OpinionThe SouthSider

Art, Mimosas and Pancakes puts young artists in spotlight

SOULARD – In a city many say is measured by the haves and have-nots, and where philanthropy often determines whose art is considered significant, visual phenom and musician Brock Seals has solidified his name.

He describes himself with the tagline, “Brush in one hand, mic in the other.” His repertoire includes painted works of art created for himself, as well as customized pieces for professional athletes, musicians and his peers. 

Art, Mimosas and Pancakes, an event held Saturday night at the Mad Art Gallery, 2727 South 12th Street in Soulard, is the brainchild of Seals’ artistic efforts. It provides access and visibility in spaces where urban art has yet to reach.

As a rapper, Seals’ energy is palpable, creating fans out of first-time listeners and reminding “day ones” – fans who have been with him from the start – of his energy and skill as a wordsmith. He spends free time speaking on panels to youth around the metro area and maintains his connection to the city even as his art expands at a global level. 

Perhaps you could call the emerging young art scene a breath of fresh air, but that would mean you haven’t been paying attention. Fact is, the scene has been growing steadily for several years.

AMP is currently in its fifth year and growing. That’s largely due to creators such as Seals, whose energetic and encouraging personality keeps art aficionados returning for more.

The opportunity to display work from at least a dozen creators not only produces an inclusive atmosphere for established artists, but introduces others whose music will make its way to your playlist, whose pieces will hang on your gallery wall or whose photographic skills will have you booking them for your wedding.

AMP hosted more than a dozen artists and musicians from various mediums including painting, photography, videography and illustration. Art was throughout the venue, including the jail cells of the converted police squad car garage.

The gallery’s main space was occupied by pieces that stretched across large canvases, as well as one-of-a-kind furniture up for grabs and work by Louis Quatorze, who unveiled his 100th music video. Art dedicated to the late hip hop artist Nipsey Hussle was available for purchase as well, with Seals requesting a moment of silence in Hussle’s memory. 

The event drew a crowd of cool kids with the latest sneaker drops as well as others of all ages.

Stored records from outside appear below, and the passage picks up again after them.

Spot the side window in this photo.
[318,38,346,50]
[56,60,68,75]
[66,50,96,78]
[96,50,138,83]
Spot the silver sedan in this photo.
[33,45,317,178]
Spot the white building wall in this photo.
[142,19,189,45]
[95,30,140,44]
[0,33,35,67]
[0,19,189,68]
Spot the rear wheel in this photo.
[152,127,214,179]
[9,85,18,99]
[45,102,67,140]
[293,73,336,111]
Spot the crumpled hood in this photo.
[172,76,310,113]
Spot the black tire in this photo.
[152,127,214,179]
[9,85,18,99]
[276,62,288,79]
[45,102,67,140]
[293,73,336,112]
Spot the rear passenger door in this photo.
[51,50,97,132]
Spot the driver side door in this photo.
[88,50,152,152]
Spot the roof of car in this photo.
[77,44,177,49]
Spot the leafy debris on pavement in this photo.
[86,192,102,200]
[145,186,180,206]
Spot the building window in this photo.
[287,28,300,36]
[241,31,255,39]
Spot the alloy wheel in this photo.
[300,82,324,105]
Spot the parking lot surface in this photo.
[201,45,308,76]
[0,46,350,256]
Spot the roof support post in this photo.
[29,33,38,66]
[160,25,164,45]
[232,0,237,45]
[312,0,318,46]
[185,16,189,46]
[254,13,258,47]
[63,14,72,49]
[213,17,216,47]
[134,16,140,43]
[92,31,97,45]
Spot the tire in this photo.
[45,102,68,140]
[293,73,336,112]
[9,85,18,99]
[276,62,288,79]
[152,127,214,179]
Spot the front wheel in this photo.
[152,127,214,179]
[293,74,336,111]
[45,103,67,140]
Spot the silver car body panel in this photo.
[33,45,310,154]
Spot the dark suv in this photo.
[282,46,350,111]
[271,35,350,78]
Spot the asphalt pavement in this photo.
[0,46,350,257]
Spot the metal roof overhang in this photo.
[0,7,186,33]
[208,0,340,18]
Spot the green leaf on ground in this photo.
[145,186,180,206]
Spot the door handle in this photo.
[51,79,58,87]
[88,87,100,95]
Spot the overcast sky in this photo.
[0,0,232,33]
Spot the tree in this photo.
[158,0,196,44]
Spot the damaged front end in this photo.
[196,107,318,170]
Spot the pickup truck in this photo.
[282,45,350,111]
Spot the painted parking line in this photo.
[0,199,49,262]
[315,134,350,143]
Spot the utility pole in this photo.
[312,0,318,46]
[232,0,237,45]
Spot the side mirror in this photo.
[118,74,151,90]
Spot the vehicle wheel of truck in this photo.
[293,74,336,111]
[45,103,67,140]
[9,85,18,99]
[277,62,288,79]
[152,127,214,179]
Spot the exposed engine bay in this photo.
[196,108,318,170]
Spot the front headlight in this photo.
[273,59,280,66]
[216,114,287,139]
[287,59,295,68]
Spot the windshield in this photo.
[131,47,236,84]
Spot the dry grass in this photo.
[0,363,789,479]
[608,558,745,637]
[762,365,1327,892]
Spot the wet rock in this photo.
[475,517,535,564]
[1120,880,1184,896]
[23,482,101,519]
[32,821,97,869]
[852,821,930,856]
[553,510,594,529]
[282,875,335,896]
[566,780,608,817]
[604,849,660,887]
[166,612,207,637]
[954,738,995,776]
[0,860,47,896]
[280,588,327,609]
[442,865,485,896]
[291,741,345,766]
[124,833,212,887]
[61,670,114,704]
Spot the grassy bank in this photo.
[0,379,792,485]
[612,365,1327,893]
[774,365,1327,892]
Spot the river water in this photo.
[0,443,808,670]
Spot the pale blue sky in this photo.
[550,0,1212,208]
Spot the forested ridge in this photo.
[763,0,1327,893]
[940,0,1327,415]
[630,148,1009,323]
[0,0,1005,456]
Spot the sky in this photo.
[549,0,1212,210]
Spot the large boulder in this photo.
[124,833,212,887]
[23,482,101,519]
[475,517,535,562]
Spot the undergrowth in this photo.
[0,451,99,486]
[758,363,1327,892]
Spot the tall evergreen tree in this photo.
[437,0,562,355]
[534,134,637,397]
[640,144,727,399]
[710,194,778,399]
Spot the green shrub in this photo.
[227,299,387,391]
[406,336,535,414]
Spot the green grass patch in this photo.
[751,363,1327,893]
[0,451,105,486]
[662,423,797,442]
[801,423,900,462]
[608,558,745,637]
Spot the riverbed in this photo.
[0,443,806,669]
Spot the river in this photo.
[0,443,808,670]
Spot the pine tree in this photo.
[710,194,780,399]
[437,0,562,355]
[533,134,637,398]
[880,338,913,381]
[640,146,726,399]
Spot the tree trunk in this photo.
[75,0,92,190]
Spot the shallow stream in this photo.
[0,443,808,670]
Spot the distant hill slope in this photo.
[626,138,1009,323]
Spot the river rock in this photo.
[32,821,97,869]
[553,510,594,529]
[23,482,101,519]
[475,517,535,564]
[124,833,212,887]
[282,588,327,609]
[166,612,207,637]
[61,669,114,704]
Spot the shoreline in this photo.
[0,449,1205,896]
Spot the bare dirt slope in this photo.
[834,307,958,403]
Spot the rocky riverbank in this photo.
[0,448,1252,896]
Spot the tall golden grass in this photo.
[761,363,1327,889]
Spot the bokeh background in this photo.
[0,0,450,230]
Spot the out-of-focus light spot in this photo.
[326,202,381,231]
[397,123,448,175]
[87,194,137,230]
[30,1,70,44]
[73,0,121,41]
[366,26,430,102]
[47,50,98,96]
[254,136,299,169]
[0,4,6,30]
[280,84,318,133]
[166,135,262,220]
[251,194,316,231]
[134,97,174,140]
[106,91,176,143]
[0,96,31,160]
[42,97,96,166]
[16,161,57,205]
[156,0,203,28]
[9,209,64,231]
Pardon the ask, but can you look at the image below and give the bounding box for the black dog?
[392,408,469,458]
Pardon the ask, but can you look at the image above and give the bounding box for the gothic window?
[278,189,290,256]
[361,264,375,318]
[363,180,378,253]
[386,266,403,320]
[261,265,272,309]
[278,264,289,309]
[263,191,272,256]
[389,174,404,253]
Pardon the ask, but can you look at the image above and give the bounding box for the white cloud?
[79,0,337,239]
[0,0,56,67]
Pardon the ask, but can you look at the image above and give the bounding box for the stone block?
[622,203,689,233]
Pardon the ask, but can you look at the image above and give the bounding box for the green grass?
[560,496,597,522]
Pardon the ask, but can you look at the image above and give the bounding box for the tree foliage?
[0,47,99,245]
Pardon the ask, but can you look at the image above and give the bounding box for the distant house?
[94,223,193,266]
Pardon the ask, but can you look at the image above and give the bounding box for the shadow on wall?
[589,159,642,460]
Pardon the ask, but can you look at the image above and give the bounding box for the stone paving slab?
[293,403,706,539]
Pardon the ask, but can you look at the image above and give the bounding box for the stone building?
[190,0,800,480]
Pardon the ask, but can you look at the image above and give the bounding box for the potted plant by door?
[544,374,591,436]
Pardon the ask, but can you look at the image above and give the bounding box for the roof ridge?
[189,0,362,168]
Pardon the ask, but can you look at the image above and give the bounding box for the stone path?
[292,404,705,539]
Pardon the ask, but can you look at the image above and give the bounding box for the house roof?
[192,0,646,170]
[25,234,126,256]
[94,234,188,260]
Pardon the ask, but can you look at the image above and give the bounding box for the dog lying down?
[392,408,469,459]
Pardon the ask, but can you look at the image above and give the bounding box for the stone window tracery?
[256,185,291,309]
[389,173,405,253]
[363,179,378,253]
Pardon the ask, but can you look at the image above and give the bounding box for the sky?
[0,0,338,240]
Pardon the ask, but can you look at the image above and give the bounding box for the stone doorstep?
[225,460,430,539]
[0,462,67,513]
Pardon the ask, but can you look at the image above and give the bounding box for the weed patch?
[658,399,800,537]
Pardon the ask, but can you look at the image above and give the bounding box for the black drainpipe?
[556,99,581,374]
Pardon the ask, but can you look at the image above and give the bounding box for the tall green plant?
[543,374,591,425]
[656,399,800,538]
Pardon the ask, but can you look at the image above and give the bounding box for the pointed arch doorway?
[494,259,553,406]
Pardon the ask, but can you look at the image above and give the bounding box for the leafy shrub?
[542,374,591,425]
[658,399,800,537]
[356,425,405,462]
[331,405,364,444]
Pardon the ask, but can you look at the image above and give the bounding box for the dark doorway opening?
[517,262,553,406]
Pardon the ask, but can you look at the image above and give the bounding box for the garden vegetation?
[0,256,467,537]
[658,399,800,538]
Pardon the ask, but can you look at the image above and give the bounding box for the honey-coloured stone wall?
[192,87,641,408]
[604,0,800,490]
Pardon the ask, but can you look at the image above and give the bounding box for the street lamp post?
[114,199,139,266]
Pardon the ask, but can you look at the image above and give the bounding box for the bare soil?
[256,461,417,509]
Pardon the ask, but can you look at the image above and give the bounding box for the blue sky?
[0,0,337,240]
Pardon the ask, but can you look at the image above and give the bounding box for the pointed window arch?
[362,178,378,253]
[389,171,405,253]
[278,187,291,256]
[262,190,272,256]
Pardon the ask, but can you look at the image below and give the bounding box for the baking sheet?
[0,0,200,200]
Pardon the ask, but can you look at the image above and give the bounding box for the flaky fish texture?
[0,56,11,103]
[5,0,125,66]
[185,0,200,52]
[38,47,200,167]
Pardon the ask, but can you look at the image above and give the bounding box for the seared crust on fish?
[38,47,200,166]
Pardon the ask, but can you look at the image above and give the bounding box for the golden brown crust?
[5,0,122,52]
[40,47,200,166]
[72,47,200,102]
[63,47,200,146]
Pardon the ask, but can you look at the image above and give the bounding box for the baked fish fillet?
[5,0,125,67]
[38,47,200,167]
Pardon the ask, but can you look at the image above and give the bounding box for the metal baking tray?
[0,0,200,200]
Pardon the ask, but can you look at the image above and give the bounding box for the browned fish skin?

Many were dedicated enough to stand in line for the chance to receive pancake art by the popular pancake artist Dr. Dancake. The line spanned the length of the entire room. 

Seals took the stage in between performances of other musicians such as Chicago native Christian JaLon and rising local favorite KV The Writer. Seals performed some of his own music and played with the DJ’s turntables for a bit.

AMP fosters an environment where young artists both new and established can showcase their work, sell it and amass a following on their terms. Seal’s event is just one example of the culture young black artists in the city are working to build, outside of highbrow artistry and the city’s sometimes persnickety gaze. 

It’s an understatement to say the young art scene is alive and well.